Поэтика сновидения необычайно важна для культуры символизма в целом. И как бы откликаясь на ее значение, Флоренский, раскрывая духовное предназначение иконостаса, начинает с пространного экскурса в природу сновидения. Сновидение оказывается в его рассуждениях ключевым символическим понятием, помогающим объяснить мистический феномен иконостаса. Подобно тому, как сновидение возникает у человека, находящегося в пограничном состоянии между сном и пробуждением, иконостас в храме есть видение на пограничном пространстве между миром земным и миром небесным. Более того, от сопоставления духовной природы сновидения и иконостаса, исследовательская мысль о. Павла восходит к захватывающей дух мистической концепции творчества как процесса восхождения души художника в мир горний, последующего сверхприродного познания и нисхождения в мир земной, в котором мистический опыт воплощается в символические художественные образы. Эта модель творческого процесса – своего рода личное духовное откровение, хотя для европейской мысли оно и не совсем оригинально. Впервые подобный опыт упоминается в текстах маньеристов, близких неоплатоновскому течению в философии Ренессанса. Эти идеи также во многом близки русскому символизму (хотя его содержание, на первый взгляд, носит светский характер). Задумавшись над духовным масштабом концепции творчества, невольно позволяешь себе предположение, что блистательный расцвет художественного символизма, и в России, и в Европе в сочетании с эстетическим открытием иконы – результат таинственного действия Св.

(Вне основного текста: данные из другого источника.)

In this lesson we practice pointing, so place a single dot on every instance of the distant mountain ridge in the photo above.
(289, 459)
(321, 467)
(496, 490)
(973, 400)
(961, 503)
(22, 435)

Духа в искусстве, через которое человек того времени, давно забывший о духовных корнях творчества, готовится к восприятию подобного откровения.
В размышлениях о. Павла о смысле иконостаса особенно важно утверждение о том, что «иконостас есть видение». Другими словами – художественный образ, открывающий путь к созерцанию Небесной Церкви, соединяющейся с Церковью земной в храмовом пространстве в момент свершения евхаристического чуда. У этого тезиса есть два очень важных аспекта. Один – сугубо искусствоведческий. Спустя почти 60 лет, аналогичный комментарий, подкрепленный мощным анализом источников, был дан американской исследовательницей Роной Гоффен по отношению к алтарной картине итальянского Возрождения Sacra conversatione как живописному образу Небесной Церкви. Адекватная научная картина развития подобных образов возникает у Флоренского намного раньше, причем в условиях, казалось бы абсолютно неприемлемых для ее рождения. Второй аспект этой мысли – антропологический. Если иконостас есть видение, указывающее на «тайны алтаря», то узревший его человек находится в предельной близости к пространству горнего мира, он оказывается имеющим честь созерцать образы Небесной Церкви, следовательно – может открыть в себе неисчерпаемый потенциал святости. Таким образом истолкование художественного явления (иконостаса) заключает в себе антропологическую идею, зерно которой – вера в присутствие духовного света в человеке. Эта вера, изложенная вербально, глубоко соотносится с глобальными традициями христианской художественной антропологии, которая разными средствами выражена и на Востоке, и на Западе (на Западе – через донаторскую композицию, на Востоке – через художественную традицию, возникшую на основе исихазма). «Пресветлый мрак» фресок Феофана Грека в Новгороде – т.е. применение темных красок в живописи ликов и нимбов – моделирует духовное состояние молящегося как пребывание на высших ступенях познания Божественного света. Заметим, что такая позиция - особый феномен в духовно-историческом контексте 1920-х гг. Через размышления о духовной природе иконы о. Павел говорит о человеке как «феномене святости» в период, когда тысячи его современников проявляют чудовищную массовую агрессивность и сознательно ставят свое духовное «я» на службу звериному инстинкту разрушения.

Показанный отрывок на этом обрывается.